Selangkah demi selangkah.

Terhadap mereka.

Saat debunya hilang, sosoknya menjadi semakin jelas.

"……Ah."

Dia hanya bisa menghela nafas.

Dia telah berubah. Banyak.

Kemudahan yang biasa dimiliki seorang petualang jalanan telah hilang, digantikan oleh langkah disiplin seorang bangsawan, terlatih dalam etika dan formalitas.

Tubuh pendekar pedang muda yang sedang berlatih telah mencapai puncaknya. Otot-ototnya diasah untuk bertahan hidup di alam liar.

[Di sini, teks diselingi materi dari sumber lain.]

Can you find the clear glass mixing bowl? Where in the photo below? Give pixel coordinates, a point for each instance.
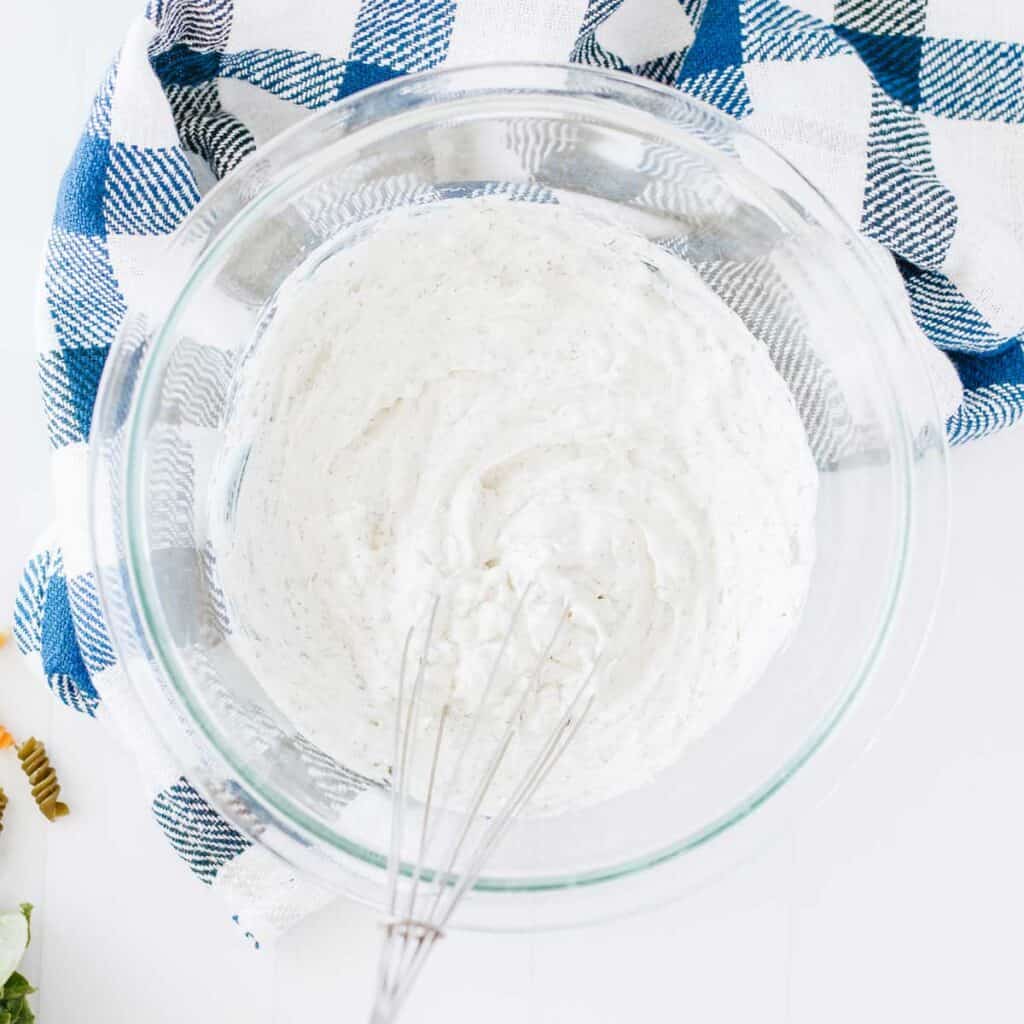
(761, 237)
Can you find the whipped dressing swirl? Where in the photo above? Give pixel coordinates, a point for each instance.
(484, 395)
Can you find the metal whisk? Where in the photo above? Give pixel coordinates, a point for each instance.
(418, 916)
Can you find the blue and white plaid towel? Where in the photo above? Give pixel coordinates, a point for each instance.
(906, 113)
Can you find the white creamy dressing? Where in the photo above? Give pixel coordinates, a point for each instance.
(487, 394)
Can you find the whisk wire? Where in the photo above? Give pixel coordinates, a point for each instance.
(411, 936)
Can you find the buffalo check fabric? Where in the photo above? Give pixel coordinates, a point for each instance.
(906, 114)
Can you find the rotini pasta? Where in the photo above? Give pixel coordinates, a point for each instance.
(42, 777)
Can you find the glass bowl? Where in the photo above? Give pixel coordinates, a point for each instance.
(760, 236)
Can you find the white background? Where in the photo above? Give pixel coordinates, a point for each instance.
(901, 899)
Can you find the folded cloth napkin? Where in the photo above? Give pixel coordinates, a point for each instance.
(905, 113)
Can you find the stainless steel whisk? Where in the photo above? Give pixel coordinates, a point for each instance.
(418, 916)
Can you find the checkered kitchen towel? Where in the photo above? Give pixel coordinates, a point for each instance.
(906, 113)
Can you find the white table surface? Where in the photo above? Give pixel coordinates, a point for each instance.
(900, 899)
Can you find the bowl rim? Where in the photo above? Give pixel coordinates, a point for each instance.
(140, 586)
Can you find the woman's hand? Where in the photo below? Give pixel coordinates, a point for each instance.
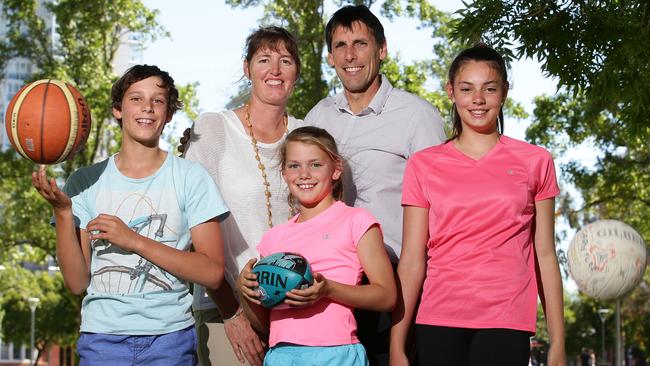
(310, 295)
(247, 282)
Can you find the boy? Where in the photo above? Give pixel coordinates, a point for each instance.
(124, 227)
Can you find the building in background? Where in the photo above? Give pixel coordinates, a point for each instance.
(18, 70)
(13, 77)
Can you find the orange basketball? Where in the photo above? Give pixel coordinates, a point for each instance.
(47, 121)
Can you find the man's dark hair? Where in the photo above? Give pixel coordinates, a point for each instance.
(347, 16)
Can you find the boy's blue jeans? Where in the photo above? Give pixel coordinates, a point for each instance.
(176, 348)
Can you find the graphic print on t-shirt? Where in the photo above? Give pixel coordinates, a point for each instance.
(117, 271)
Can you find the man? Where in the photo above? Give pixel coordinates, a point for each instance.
(377, 128)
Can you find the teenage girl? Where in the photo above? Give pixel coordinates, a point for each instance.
(478, 241)
(341, 243)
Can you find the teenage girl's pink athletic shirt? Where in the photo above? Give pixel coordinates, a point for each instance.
(329, 242)
(481, 259)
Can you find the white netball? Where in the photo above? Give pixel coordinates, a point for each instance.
(607, 259)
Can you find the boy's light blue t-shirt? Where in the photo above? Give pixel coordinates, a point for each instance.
(128, 294)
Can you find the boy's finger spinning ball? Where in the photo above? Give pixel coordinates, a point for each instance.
(47, 121)
(279, 273)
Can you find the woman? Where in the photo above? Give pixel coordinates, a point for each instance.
(478, 239)
(239, 148)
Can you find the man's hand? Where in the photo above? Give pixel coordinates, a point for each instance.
(244, 341)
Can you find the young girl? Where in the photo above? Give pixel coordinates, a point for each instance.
(341, 243)
(478, 239)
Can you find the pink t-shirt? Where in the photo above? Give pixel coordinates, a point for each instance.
(481, 260)
(329, 242)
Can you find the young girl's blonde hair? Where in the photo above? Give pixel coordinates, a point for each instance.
(318, 137)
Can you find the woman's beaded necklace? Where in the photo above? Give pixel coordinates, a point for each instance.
(260, 165)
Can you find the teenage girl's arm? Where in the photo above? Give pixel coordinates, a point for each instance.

Wajah yang tadinya kasar namun agak lucu kini mengenakan beberapa lapis topeng besi, sehingga sulit untuk menemukan sedikit pun emosi.

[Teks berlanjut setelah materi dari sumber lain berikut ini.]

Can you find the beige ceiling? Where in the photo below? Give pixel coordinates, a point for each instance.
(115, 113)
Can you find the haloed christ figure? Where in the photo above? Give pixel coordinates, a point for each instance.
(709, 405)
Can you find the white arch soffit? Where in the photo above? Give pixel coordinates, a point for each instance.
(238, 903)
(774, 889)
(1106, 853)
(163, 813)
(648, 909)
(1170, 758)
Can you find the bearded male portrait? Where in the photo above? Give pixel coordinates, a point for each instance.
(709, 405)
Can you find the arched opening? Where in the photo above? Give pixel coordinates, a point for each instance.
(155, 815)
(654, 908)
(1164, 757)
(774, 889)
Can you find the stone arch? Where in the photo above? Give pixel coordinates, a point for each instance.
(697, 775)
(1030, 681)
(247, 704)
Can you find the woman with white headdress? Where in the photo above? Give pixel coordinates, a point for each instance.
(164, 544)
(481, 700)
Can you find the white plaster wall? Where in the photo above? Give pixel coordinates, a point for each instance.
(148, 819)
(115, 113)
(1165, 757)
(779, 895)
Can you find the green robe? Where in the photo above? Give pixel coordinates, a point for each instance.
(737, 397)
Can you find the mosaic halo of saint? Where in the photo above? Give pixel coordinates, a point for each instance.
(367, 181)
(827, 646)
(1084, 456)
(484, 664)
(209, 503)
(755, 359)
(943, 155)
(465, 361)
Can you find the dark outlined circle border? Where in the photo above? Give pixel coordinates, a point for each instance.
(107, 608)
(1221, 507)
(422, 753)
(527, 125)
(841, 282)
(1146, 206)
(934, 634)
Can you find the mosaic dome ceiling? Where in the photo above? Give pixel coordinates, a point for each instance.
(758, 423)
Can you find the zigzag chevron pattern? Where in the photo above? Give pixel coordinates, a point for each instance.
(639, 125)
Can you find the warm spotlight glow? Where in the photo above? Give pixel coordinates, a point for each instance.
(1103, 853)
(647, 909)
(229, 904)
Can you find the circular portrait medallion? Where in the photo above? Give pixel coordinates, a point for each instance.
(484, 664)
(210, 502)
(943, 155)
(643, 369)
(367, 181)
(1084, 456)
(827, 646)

Namun, empat huruf di atas kepalanya tetap tidak berubah.

Sementara ketiganya berusaha memenuhi tugas mereka untuk melepaskan diri dari keberadaan, dia juga telah menghabiskan hidupnya untuk mencoba melepaskan label .

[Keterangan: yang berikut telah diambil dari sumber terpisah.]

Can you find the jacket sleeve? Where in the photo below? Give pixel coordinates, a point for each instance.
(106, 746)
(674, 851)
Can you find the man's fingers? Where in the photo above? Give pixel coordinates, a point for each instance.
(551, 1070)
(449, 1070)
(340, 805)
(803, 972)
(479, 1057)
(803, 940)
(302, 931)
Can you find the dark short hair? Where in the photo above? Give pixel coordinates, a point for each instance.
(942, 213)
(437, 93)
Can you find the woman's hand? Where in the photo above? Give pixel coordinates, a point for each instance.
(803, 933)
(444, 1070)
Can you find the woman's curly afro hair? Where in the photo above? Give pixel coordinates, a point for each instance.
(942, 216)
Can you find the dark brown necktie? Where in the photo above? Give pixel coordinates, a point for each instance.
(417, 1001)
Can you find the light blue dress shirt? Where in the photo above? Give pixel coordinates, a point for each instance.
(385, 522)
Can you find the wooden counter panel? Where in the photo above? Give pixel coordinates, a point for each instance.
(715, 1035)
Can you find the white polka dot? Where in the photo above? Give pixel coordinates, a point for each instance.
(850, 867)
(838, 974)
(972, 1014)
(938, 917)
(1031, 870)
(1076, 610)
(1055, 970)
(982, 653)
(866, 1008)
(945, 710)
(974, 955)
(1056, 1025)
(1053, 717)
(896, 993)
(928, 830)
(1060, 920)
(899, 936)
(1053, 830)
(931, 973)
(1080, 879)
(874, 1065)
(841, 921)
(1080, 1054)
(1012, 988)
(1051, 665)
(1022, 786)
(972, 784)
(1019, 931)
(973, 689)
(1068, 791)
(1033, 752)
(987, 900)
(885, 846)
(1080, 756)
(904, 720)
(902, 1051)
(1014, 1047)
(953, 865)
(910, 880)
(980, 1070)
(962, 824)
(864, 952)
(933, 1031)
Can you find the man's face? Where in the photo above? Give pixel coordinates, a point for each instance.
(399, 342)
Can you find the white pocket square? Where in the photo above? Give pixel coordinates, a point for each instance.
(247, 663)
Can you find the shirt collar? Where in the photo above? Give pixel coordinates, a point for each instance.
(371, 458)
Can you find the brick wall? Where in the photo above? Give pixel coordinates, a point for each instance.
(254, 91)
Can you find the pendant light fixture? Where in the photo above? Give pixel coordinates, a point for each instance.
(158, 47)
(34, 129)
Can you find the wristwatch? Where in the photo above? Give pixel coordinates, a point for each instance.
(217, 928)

Tapi dia belum berhasil melakukannya, makanya terjadi perubahan.

Saat mereka melihat tuan mereka, mereka mengerti dan menyesal.
Mereka seharusnya tidak pernah meninggalkannya, seharusnya tetap berada di sisinya meskipun itu berarti kehancuran dunia.

Namun mereka hanya mempunyai sedikit waktu untuk menenangkan emosinya. Langkah sang master panjang, cepat, dan terkesan terburu-buru.

Tuan mereka akhirnya berdiri di hadapan mereka.

Kemudian.

***

aku mengenali mereka saat mereka menukik turun dari langit dan mendarat, memecahkan kehampaan.

Label nama mereka tertutup oleh debu dan angin puyuh, namun aku tidak perlu melihatnya.

Tentu saja.

Tidak peduli seberapa besar perubahan penampilan atau aura mereka, meskipun aku salah mengira jenis kelamin atau ras mereka.

Bagaimana mereka tumbuh, seperti apa rupanya.

Seperti apa wajah, suara, bakat, dan kepribadian mereka.

Akankah White masih merasa malu? Hitam hidup dan positif? Dan Kuning, ternyata bukan orang yang suka bercanda?

aku telah membayangkannya setiap hari, berkali-kali, tanpa henti.

Tidak mungkin aku tidak mengenali anak-anak ini.

Aku berjalan.

Itu bukanlah keputusan yang disengaja. Tubuhku bergerak sendiri.

aku merasa seperti anak kecil yang berlari mencari permen. Langkahku semakin cepat tanpa kusadari.

aku melihat wajah ketiganya. Mereka semua menatapku, ekspresi mereka agak cemas.

aku tidak begitu mengerti alasannya. Secara naluriah, tanganku terulur.

Hitam di lengan kiriku, Kuning dan Putih di tangan kananku.

Takut ada yang lolos, aku merentangkan tanganku lebar-lebar dan menariknya ke dalam pelukanku.

Memegang ketiganya erat-erat, aku menyuarakan kata-kata yang sudah lama ingin kuucapkan.

“Semuanya, selamat datang kembali.”

Tanpa disuruh, ketiganya menangis.

"aku kembali…"

“Aku, aku merindukanmu…”

“Hiks, aku sudah kembali…!”

Kami merasakan kehangatan satu sama lain dalam waktu yang lama.